The 50, 51 and 55 Pattern parkas were worn concurrently into the late 1960s and although the Parka, Man's Cotton And Nylon, (Combat Parka) was intended to replace them, they were in common wear until the 1980s.
The Modified 50 Pattern parka consists of a nylon outer and a detachable padded liner. The parka four patch pockets and a pencil holder on the left sleeve. The five button front concealed a full length zipper. The removable hood came in two patterns, trimmed with fur or plain. Rank insignia was worn on an epaulette style slide on the front and back.
Canadian Provost on traffic control duty, Korea, circa 1952. His uniform consists of the wool winter cap, a 50 Pattern Parka without hood and battledress trousers. The 1937 Pattern traffic control web equipment is worn without the pistol holster.

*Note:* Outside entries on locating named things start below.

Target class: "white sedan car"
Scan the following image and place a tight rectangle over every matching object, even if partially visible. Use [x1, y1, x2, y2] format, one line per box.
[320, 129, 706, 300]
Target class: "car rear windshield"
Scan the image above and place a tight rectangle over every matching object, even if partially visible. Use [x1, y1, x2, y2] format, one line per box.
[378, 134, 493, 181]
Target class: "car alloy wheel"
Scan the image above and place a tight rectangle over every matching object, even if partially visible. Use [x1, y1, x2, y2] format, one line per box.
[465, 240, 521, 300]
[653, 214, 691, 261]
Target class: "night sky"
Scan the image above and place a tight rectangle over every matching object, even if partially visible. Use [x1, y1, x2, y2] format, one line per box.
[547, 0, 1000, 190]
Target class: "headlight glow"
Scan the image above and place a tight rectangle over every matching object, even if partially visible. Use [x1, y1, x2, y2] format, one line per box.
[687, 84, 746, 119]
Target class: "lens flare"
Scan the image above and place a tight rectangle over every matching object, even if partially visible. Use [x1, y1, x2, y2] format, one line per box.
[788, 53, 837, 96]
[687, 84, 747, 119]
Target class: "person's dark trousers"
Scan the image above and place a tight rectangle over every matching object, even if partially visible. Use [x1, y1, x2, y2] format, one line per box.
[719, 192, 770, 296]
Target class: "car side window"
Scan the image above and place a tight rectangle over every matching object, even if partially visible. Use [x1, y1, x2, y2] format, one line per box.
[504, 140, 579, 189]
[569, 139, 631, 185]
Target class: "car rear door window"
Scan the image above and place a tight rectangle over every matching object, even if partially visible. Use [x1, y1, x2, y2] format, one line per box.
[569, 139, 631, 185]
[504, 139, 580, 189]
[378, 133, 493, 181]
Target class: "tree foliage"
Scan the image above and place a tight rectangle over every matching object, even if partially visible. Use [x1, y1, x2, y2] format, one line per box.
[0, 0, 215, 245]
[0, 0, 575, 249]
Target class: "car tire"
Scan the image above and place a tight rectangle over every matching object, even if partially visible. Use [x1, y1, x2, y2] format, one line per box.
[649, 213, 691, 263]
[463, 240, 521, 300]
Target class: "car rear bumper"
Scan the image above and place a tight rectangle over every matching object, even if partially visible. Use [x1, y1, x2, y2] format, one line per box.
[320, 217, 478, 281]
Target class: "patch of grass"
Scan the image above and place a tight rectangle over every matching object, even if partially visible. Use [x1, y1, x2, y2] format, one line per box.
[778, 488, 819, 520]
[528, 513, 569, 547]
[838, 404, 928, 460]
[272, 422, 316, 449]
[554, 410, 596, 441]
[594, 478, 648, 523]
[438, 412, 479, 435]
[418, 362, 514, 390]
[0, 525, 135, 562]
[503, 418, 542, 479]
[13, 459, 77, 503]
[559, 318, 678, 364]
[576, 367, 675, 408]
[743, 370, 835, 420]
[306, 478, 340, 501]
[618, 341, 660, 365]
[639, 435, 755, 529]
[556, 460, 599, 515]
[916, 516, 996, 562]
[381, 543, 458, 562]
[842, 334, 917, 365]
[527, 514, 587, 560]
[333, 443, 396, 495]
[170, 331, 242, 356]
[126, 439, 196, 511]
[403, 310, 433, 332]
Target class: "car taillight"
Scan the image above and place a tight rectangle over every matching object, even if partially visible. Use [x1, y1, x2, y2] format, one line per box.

The X51A Pattern Jacket is distinctive in that it has slanted breast pockets and pleated waist pockets. It consists of a nylon outer jacket and a detachable padded liner. The breast pockets are lined with a melton like material and were intended to be used for warming the hands. The trousers were of similar construction, nylon outer with a detachable liner. The liners worn with the X51 series jackets and trousers were X55A Pattern.
Back view showing the epaulette for the rank insignia. The two small buttons below the waist are used to secure the seat flap.
Detail shot of the slanted upper pocket and pleated lower pocket. A drawstring (missing) at the waist passes through the two brass grommets.
View of the seat flap. This could be drawn up and secured either inside or outside at the back of the jacket.
Sergeant Dave (Tiny)Burnett on the North West Highway System circa 1960-61. Although some details of the parka are obscured by the photographer's shadow, the destinctive slanted pockets of this X51A jacket are quite visible. Note the method of wearing the rank insignia.
The X55B Pattern Parka was officially known as the Parka, Weather-Bar X55B and was similar to the 50 Pattern (Modified) parka, but had a non removable liner. The hood was integral and was trimmed with wolf or wolverine fur.